If there were a motto for consumer sentiment toward summer travel this year, a top contender would be, “No matter what.”
So says a survey of more than 1,000 travelers in the U.S. conducted in June by McKinsey & Company. Its findings reveal that leisure travel is booming—and 68% of those polled are sticking to their summer vacation plans despite a slew of potential deterrents, skyrocketing inflation among them.
Simply put, travel’s perennial appeal—arguably amplified by the impact of the Covid-19 pandemic—looms large. When respondents were asked what they’d do with hypothetical lottery proceeds, spending on travel was the No. 2 reply (behind saving/paying down debt). And while concerns about macro-economic factors linger, they’re not enough to convince travelers to cancel their vacation plans.

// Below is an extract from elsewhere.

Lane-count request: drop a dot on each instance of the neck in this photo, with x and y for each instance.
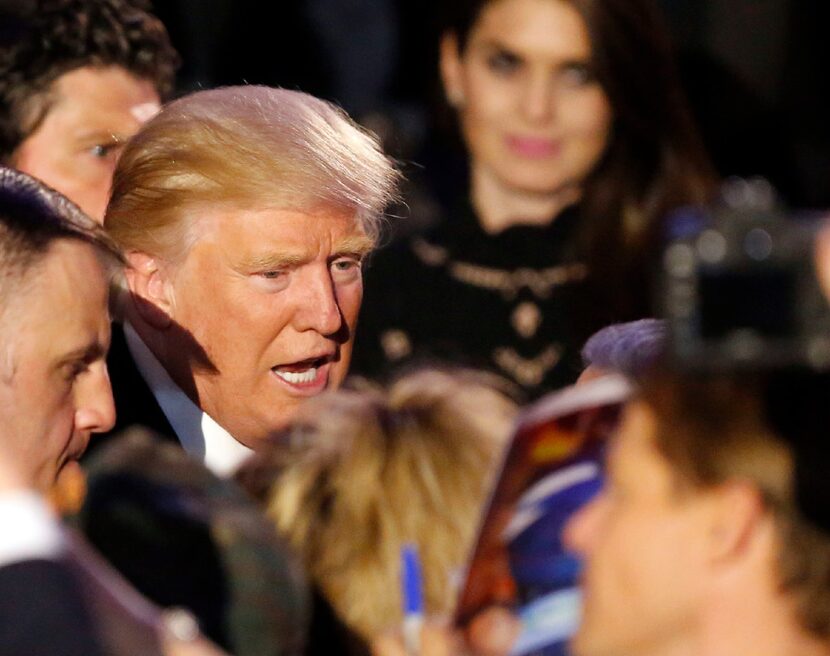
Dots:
(160, 346)
(750, 615)
(499, 207)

Which isn’t to say they’re not making adjustments. Venturing closer to home, shortening their trips, and opting for cheaper hotels are just a few ways savvy travelers are navigating rising prices to ensure they can enjoy summer’s fleeting days.

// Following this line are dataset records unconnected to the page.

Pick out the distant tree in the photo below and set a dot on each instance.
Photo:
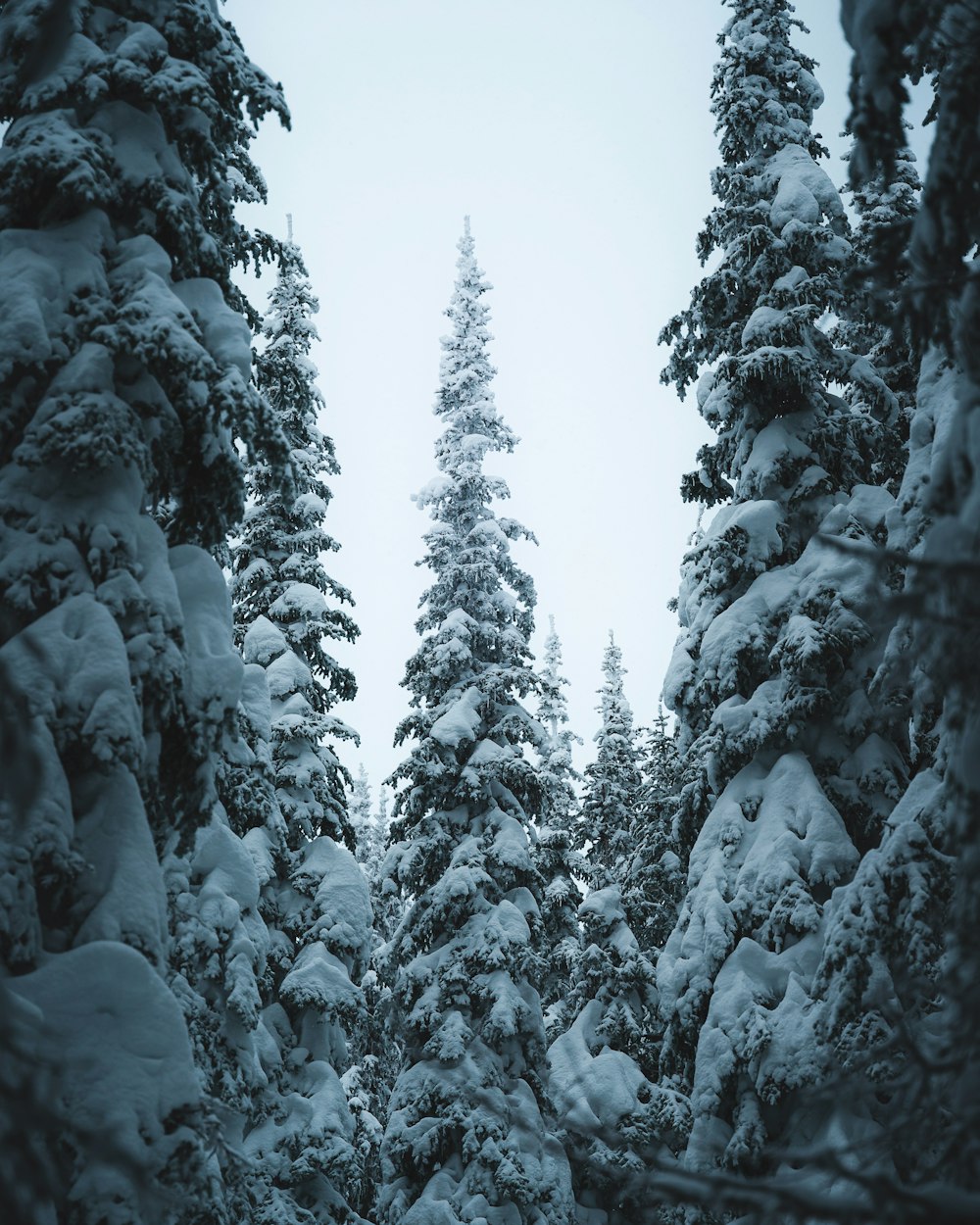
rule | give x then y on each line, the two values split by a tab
123	382
466	1138
653	883
557	860
278	573
794	769
871	324
613	784
616	1120
359	812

The proof of travel’s triumphant return lies in the numbers. According to the survey, revenue per available room (RevPAR) in the U.S.—a key performance metric in the hotel industry—is outstripping not just 2020 and 2021 levels, but increasingly 2019 levels as well. While hotels aren’t as full as they were in 2019, rates have increased—the average daily rate (ADR) stands around 15% more expensive now than it was three years ago.